A menudo me preguntan si conservo mis tradiciones católicas. Es difícil dar una contestación, debido, en parte, a que estas tradiciones católicas me fueron transmitidas por distintos canales. Por una parte, estaba el catolicismo que aprendí de mi madre y de los sencillos sacerdotes y monjas de mi parroquia en Minneapolis que, en términos generales, era una religión de belleza y bondad, pese a que no practicara con la debida perfección. Pero, por otra parte, estaba el catolicismo del salón de mi abuela McCarthy y del hogar que nos dieron, que era una doctrina amarga y siniestra, en la que viejos odios y rencores se habían cosido en su propio jugo durante generaciones, mientras la ignorancia revolvía orgullosamente el contenido de la olla. (...) A veces he pensado que el catolicismo no es religión conveniente para los seglares, o, al menos, para los seglares norteamericanos, en quienes saca a la superficie los peores rasgos de la naturaleza humana y los inviste de una especie de falsa santificación. En el curso de la publicación de estos recuerdos en revistas, he recibido muchas cartas de seglares y también de sacerdotes y monjas. Las cartas de los seglares –principalmente de las mujeres– son todas parecidas y las tengo archivadas bajo el título de Correspondencia soez. A menudo, estas cartas están repletas de faltas de ortografía, a pesar de que los autores aseguran que son gente educada. Y todas ellas, sin excepción, son amenazadoras. “Falsedad”, “deformación”, “mentira”, “hipocresía”, “odio”, “veneno”, “inmundicia”, “basura”, “vulgaridad”, son palabras del vocabulario común a todas estas cartas. Los autores amenazan con cancelar la suscripción a las revistas que publicaban mis recuerdos, hablan de “muchas otras personas que usted sabe que piensan igual que yo”, es decir, intentan constituirse en grupo de presión. Algunos exigen respuesta. Una señora escribió: “Tengo la impresión de que esto está prohibido por la ley”.
Contrariamente, los sacerdotes y las monjas que me han escrito acerca de los mismos recuerdos dan una nota que casi parece herética.
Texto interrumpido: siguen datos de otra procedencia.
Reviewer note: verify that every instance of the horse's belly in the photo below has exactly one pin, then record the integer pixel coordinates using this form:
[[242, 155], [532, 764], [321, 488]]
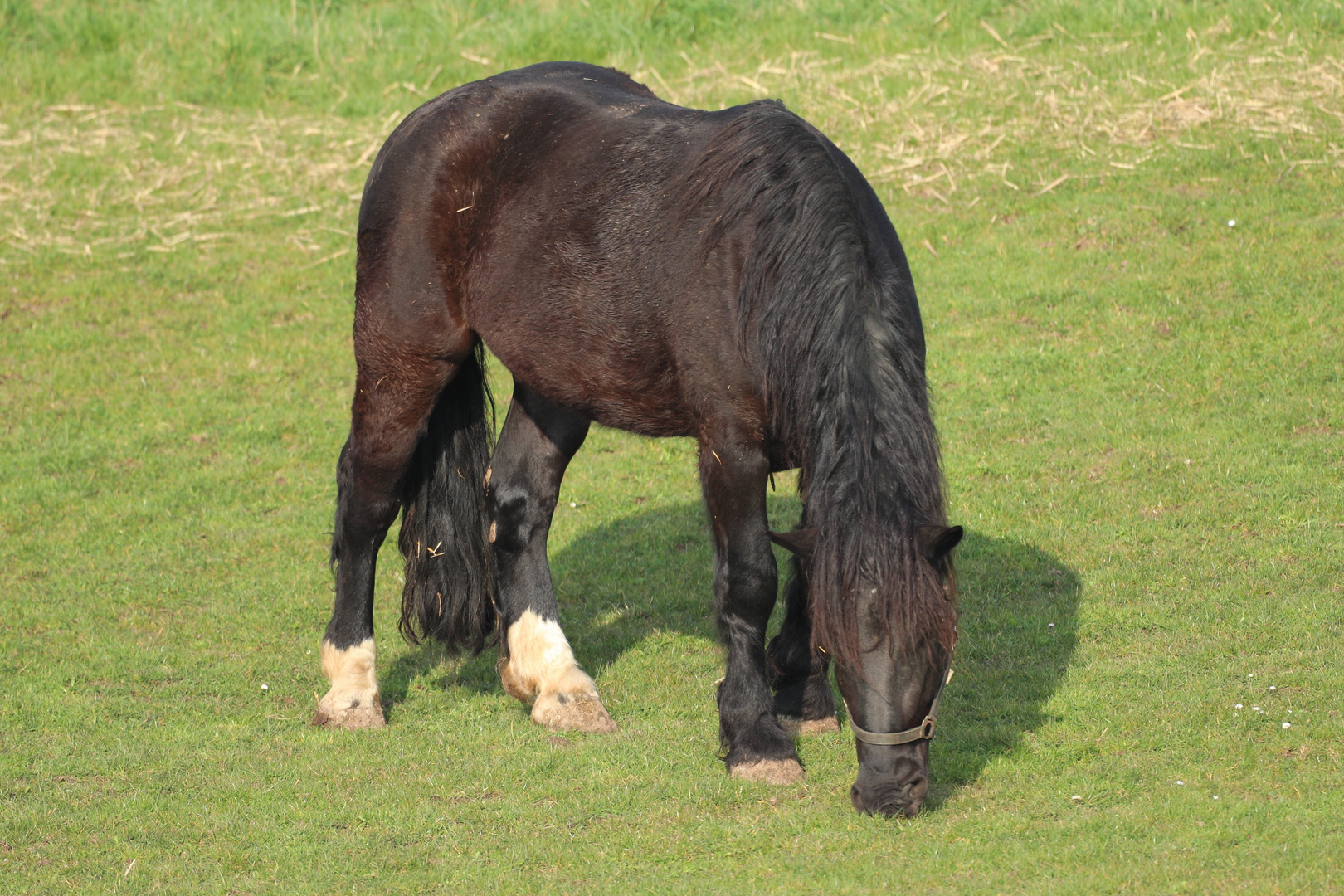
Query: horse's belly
[[617, 383]]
Muchos dicen que mi “sinceridad” los ha conmovido; algunas monjas rezan por mí y los sacerdotes celebran misa a la misma intención. Un joven jesuita me dice que ha pensado en mí, en ocasión de visitar el convento de Forest Ridge, en Seattle, y mirar las filas de muchachas: “Y he caído en la cuenta de que la sorprendente brillantez de aquella esbelta huérfana corría pareja con su altiva resolución e impetuoso empuje. Y no era fácil la vida para ella, en aquellos tiempos. Supongo que tengo el deber de pensar que, técnicamente, es usted una apóstata, que se encuentra fuera de recinto...” Un sacerdote de más edad escribe que estoy salvada, tanto si lo sé como si no: “No le digo dónde encontrará usted su hogar espiritual, sino que lo encontrará, y de esto estoy seguro, puesto que el Espíritu lo llevará a él, incluso diré que, desde mi punto de vista, ya lo ha encontrado, aun cuando debe seguir buscando”. Una monja de Maryknoll me invita a visitar su misión. Ninguno de estos corresponsales se siente obligado a convertirme; todos parecen dejar este trabajo en manos de Dios. Algunos han pasado también por un período de dudas y me lo dicen para demostrarme su comprensión y simpatía. Cada carta tiene su propia individualidad. Loúnico que tienen en común es que todas ellas comienzan así “Querida Mary”. (...)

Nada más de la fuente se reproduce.